LONDON — Yes, there are other big names: Vivienne Westwood, Stella McCartney and Paul Smith come to mind. But the sudden death of Alexander McQueen leaves a gaping hole at the center of London’s fashion universe.
McQueen was Britain’s shooting star, the comet who helped make London cool again in the 1990s after a long fashion drought, and his up-from-the-bootstraps personal history helped inspire others.
The son of a London cabbie, the youngest of six siblings, McQueen was a product of the streets, not a posh dilettante with a wealthy family to back his fashion whims.
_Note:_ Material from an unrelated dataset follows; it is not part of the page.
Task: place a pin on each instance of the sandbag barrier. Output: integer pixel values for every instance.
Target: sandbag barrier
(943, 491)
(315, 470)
Now he is gone, due to an apparent suicide that has not been confirmed by his family or the police. And fashion insiders don’t see any heir apparent to the enfant terrible who turned catwalk shows into memorable works of performance art.
"I don’t see anyone on his level," said Kate Brindley, spokeswoman for the Liberty store, where sales of McQueen’s signature scarves have increased 14 fold in the last day. "His vision was completely unique, that’s why he was so successful commercially and so well respected in the industry."
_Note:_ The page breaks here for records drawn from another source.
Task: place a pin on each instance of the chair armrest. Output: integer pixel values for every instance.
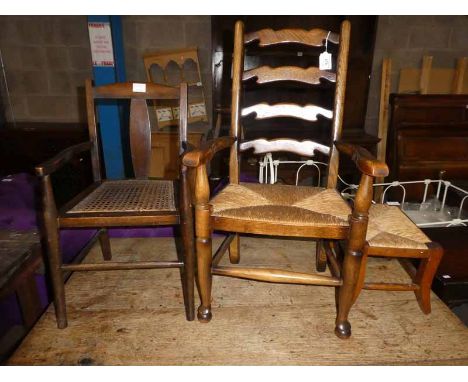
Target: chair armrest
(53, 164)
(207, 150)
(365, 161)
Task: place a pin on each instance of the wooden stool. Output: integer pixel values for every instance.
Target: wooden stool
(20, 260)
(391, 233)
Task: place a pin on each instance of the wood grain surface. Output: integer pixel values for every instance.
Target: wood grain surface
(136, 317)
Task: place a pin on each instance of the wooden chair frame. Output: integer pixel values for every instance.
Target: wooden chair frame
(355, 233)
(140, 136)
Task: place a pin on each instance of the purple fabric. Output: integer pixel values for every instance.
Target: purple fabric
(18, 212)
(17, 203)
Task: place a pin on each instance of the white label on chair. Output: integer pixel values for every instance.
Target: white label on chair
(197, 110)
(325, 61)
(139, 88)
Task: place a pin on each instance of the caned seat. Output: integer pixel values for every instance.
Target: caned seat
(282, 204)
(132, 202)
(128, 196)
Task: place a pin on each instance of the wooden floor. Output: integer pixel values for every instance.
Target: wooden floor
(137, 318)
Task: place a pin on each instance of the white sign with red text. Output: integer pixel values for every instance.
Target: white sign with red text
(100, 38)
She said McQueen forged a path for other emerging designers, urging them by example to remain true to their visions. His impact was magnified, she said, by the fact that he kept his businesses based in London even though he showed his work primarily in Paris.
"He’s still very much a British designer, in terms of his rebellious feeling," she said. "He created this tremendous international fashion brand, but he never lost sight of what made him who he was."
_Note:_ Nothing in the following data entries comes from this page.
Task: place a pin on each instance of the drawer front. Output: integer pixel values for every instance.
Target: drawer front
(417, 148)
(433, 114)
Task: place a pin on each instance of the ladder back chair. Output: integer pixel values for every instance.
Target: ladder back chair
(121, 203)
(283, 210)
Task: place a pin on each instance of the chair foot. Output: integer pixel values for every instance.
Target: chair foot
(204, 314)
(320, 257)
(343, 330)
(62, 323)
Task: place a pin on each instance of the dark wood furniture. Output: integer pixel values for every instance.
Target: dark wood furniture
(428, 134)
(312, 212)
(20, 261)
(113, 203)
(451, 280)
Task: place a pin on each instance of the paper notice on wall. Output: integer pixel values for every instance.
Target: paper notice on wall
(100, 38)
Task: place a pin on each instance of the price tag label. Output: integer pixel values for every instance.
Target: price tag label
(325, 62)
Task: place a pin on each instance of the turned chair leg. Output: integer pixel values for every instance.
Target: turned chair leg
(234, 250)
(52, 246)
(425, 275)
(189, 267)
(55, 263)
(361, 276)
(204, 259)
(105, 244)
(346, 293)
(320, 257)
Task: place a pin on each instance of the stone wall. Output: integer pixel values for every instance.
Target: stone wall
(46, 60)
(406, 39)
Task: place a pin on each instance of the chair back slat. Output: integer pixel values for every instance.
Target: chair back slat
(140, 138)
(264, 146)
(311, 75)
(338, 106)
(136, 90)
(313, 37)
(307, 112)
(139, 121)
The McQueen store in central London remained closed Friday, with lilies and roses in the window in memory of the designer. Some devoted mourners also placed flowers and candles outside the shop on London’s upscale Bond Street.
Plans continued for London Fashion Week, set to begin next Friday, but the mood is expected to be somber as many offer tributes to McQueen, whose early London shows helped put the event week on the international fashion calendar.
"His death will cast a real pall over London Fashion Week," said Hadley Freeman, fashion columnist for the Guardian newspaper. "He was a real inspiration to young fashion students. There is not a single student in the last 10 years who didn’t cite him."
She said McQueen’s working-class background and his liberal use of street and punk influences had a democratizing effect on British fashion.
"He hadn’t shown in London for a while now, but he was so intrinsically associated with British fashion, he was the reason Britain got kickstarted, got cool, in the ’90s," she said.